For the metabolome and lipidome, we report the number of samples available for each participant and stage and the number of differential lipids and metabolites detected in Supplementary Table 4a at a nominal P value of 0.05. None of the metabolites intersected across participants and transitions at the individual level. We report the differential lipids and metabolites in Supplementary Table 4c,d.
We detected slightly more B–D differential lipids in the participant-specific analysis for F than across all participants (122 and 60, respectively). Of the 122 participant-specific lipids, 99 were downregulated and 23 were upregulated. The overlap when filtering by a P value of 0.05 and ensuring the coefficient was consistent by sign in both analyses was 20, 34 and 42 between the differential lipids from participant F in B–D and the differential lipids across all participants in M–B, M–D and B–D, respectively. The total number of differential lipids for these transitions was 402, 438 and 60, respectively, with a fairly low concordance of the participant-specific differential lipids and those inferred across all participants (Supplementary Table 4f).
We repeated this comparison in the metabolome (Supplementary Table 4g). For participant F in the M–D transition, the only significant metabolite was downregulated and replicated (P value ≤ 0.05 and consistent sign of coefficient) in the M–B and M–D transitions across all participants but not the B–D transition. For participant F in the B–D transition, we detected slightly more differential metabolites (157) than across all participants in the B–D transition (95); of the 157, 66 were downregulated, 91 were upregulated and 3, 29 and 39 were replicated across all participants in the M–B, M–D and B–D transitions, respectively. The numbers of differential metabolites across all participants for the M–B, M–D and B–D transitions were 158, 223 and 95, respectively, and this overlapped at a low rate with the differential metabolites inferred across participants. For participant G in the B–D transition, only one of the two upregulated metabolites was replicated in the M–D transition.

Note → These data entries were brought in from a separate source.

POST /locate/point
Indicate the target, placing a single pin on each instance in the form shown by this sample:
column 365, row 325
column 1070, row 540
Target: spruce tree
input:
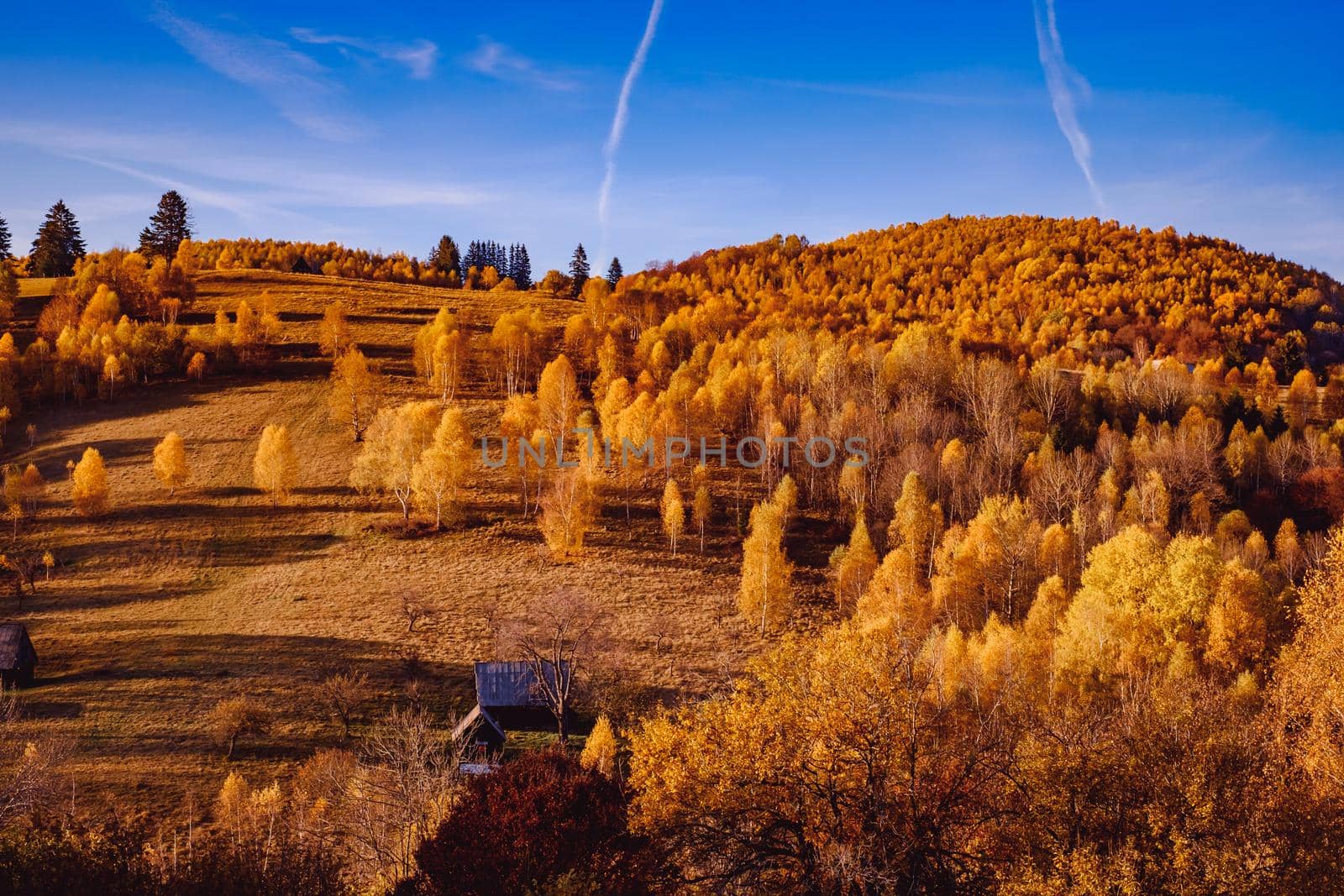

Overall, we observed that subsetting the data by individual decreased the number of reported molecules in the proteome slightly for M–D and critically for M–B; there were marginally more detected metabolites in the lipidome and metabolome. In the transcriptome, the individual analysis was a component of the joint analysis; however, Supplementary Table 4a gives more insight into the rationale behind our differential expression calling (that is, only one participant for M–B and lack of concordance among B–D participant-level differential transcripts).
Reporting summary
Further information on research design is available in the Nature Portfolio Reporting Summary linked to this article.
Data availability
All the data for this study were deposited to the HTAN data portal (https://humantumoratlas.org/explore) through the Synapse platform alongside the corresponding metadata for the assays, donors and biospecimens. Dataset identifiers and uniform resource locators are provided (RNA-seq in Supplementary Table 3a, proteomics in Supplementary Table 3b, lipidomics in Supplementary Table 3c and metabolomics in Supplementary Table 3d). MS data are available on Synapse after registration. RNA-seq datasets are shared through the Seven Bridges Cancer Genomics Cloud and access is controlled through the NIH database of Genotypes and Phenotypes (accession number phs002371) to protect patient privacy as per the IRB-approved data sharing plan and HTAN standard procedures83. Access to the RNA-seq data can be requested by principal investigators and requires the submission of a data use certification agreement to the NCI’s Data Access Committee (NCIDAC@mail.nih.gov). Source data are provided with this paper.
Code availability
Source code consisted of the straightforward application of statistical libraries in R and is available on request (mpsnyder@stanford.edu).
References
Siegel, R. L., Miller, K. D. & Jemal, A. Cancer statistics, 2018. CA Cancer J. Clin. 68, 7–30 (2018).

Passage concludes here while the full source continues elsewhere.